Methods: Data from 108 CP patients were analysed. CMCT and SEP were obtained using standard methodology. 106/108 FDG-PET-CT brain scans were quantitatively analysed using Statistical Parametric Mapping (SPM12), applying a visualization threshold of p=0.001.

Results: The cohort included 15(14%) cases of Kernicterus, 41(38%) pre-term and 52(48%) term births. The mean baseline dystonia severity score using the Burke-Fahn-Marsden Dystonia Rating Scale-motor (BFMDRS-M) was 87.4/120 (SD=19.9). DBS was performed in 54 (50%) cases. A 1-year follow-up (N=44) modest BFMDRS-M improvement trend was observed (Z=1.81, p=0.071). The kernicterus group had the least favourable DBS outcome and the pre-terms the most favourable (absolute change in mean BFMDRS-M=4.81, p=0.015). 14/77 (18%) cases had abnormal CMCT and 30/65 (46%) had abnormal SEP. SEP/CMCT did not relate significantly to outcome in this small group. PET imaging revealed a significant hypometabolism within the posterior putamen extending to the posterior globus pallidus of the CP-term patients, when compared to the other two CP groups. When compared to DYT1 cases (N=7), both term and pre-term CP cases had relative bilateral thalamic hypometabolism.

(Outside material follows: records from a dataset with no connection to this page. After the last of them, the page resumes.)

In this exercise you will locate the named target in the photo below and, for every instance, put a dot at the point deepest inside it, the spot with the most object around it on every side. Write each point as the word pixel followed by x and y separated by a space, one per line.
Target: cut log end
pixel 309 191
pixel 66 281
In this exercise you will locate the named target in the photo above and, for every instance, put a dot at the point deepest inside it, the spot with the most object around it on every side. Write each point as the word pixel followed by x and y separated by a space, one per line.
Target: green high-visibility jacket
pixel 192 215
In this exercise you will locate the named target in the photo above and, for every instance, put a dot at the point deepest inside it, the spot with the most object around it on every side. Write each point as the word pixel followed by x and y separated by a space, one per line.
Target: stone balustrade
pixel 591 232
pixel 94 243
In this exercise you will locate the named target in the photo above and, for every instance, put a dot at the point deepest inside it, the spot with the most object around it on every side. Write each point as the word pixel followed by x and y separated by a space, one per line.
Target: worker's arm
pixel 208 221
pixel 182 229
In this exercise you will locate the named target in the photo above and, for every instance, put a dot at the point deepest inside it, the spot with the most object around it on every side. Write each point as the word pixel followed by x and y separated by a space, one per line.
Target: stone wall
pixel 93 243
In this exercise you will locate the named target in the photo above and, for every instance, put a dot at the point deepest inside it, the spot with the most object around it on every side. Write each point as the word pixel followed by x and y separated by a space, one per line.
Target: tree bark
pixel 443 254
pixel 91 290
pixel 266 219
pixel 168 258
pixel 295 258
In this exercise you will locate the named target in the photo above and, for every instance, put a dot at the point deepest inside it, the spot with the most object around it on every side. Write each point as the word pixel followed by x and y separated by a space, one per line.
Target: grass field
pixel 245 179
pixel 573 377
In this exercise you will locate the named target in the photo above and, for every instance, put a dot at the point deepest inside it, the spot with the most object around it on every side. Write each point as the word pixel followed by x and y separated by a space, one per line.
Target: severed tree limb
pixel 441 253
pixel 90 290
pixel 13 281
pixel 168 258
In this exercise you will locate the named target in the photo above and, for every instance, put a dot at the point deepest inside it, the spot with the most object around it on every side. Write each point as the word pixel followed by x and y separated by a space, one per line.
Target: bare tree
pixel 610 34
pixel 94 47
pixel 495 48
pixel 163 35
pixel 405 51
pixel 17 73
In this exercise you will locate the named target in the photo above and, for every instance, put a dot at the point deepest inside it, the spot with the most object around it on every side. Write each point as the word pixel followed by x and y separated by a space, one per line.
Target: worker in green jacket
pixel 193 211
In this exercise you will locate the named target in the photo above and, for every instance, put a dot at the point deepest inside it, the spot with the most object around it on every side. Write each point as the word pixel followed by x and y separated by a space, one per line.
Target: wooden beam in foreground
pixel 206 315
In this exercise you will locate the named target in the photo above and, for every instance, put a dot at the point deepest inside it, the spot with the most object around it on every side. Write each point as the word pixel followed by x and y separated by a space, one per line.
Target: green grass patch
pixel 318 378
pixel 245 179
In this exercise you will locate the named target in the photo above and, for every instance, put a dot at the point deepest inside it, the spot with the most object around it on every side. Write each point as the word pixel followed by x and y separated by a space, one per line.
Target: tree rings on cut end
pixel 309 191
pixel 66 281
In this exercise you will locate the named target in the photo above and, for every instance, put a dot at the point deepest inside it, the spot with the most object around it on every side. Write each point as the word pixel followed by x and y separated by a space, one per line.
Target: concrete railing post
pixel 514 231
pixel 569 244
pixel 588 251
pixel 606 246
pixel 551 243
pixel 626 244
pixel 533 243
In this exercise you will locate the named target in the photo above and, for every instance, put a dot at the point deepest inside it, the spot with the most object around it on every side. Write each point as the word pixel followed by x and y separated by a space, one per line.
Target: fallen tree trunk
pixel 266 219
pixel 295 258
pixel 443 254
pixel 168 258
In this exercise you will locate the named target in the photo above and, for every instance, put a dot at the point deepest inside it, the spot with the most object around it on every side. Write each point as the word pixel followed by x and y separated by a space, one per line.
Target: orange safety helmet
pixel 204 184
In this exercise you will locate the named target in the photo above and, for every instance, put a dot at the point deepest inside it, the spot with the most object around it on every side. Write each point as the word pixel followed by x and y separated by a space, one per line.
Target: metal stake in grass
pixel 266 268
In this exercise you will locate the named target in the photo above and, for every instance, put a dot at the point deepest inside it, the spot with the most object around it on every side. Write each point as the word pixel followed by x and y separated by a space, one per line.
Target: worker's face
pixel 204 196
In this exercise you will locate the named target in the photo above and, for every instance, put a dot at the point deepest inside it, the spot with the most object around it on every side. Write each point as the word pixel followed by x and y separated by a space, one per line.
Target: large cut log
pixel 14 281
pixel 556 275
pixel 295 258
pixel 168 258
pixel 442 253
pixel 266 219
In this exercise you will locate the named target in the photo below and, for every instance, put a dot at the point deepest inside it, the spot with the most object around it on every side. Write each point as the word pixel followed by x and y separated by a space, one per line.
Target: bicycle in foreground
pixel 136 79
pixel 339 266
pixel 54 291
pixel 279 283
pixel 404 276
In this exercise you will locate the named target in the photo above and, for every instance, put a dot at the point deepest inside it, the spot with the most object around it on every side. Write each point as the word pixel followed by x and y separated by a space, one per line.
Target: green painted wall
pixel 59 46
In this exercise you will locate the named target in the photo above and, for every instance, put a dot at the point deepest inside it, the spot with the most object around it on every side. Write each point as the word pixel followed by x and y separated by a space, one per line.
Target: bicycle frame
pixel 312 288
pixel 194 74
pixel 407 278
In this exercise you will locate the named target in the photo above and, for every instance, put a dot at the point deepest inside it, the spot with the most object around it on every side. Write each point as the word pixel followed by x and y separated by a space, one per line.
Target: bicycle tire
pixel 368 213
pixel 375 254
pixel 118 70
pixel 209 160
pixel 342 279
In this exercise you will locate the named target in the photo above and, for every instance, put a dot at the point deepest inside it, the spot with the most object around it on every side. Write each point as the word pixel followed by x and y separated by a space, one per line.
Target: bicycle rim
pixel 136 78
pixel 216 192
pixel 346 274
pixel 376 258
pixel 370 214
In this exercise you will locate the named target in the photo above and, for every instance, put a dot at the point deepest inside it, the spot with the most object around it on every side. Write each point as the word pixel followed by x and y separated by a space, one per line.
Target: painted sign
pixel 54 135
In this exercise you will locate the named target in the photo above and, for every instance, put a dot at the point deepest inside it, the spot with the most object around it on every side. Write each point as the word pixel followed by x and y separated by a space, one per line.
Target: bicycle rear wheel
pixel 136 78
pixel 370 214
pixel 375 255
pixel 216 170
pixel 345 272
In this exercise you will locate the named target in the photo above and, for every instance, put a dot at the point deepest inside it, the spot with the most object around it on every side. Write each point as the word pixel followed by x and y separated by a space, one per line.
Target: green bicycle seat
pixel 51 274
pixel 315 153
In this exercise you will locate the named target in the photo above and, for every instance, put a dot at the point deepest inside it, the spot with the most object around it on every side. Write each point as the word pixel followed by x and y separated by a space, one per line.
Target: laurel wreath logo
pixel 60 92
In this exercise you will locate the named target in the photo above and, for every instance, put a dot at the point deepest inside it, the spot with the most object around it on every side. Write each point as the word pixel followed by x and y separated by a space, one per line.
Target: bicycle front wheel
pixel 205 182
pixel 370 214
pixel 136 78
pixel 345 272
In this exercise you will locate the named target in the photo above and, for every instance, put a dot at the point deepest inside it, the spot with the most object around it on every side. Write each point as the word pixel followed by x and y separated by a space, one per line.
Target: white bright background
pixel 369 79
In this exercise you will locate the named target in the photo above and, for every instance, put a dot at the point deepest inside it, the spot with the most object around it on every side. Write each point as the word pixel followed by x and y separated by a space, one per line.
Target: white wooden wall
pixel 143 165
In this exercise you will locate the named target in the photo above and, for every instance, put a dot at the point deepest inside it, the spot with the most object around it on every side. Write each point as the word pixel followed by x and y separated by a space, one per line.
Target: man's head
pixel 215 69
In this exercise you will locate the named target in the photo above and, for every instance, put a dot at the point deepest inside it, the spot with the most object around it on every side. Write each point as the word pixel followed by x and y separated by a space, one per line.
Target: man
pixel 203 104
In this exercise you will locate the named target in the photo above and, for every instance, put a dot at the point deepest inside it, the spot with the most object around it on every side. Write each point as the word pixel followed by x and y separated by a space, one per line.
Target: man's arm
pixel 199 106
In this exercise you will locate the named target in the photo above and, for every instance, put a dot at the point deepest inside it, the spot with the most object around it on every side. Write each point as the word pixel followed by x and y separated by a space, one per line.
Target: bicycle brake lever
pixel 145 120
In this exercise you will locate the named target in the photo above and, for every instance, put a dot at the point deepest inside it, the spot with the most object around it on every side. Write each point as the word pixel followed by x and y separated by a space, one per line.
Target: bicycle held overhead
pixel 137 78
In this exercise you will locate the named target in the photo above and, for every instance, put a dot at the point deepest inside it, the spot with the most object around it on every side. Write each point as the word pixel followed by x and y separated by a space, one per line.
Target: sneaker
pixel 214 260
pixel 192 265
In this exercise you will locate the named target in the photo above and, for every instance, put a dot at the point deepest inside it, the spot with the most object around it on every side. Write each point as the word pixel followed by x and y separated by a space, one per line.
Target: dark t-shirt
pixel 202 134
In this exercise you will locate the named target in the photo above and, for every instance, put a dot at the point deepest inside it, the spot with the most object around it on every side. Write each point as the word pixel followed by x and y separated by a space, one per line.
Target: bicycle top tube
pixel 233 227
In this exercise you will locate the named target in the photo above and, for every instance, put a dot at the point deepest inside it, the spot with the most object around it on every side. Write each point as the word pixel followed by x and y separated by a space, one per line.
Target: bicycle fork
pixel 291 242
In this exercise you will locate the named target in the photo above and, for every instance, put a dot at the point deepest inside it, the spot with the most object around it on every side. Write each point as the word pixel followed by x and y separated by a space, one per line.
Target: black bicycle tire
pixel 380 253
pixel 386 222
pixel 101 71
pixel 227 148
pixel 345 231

Discussion: CP is a common aetiology of dystonia. A significant proportion of children show neurophysiological abnormalities, particularly of sensory pathways. FDG-PET abnormalities imply an underlying functional defect, which may offer further insight into various distinct CP pathophysiologies. Multi-modal assessment may help with patient selection and prognostic counselling.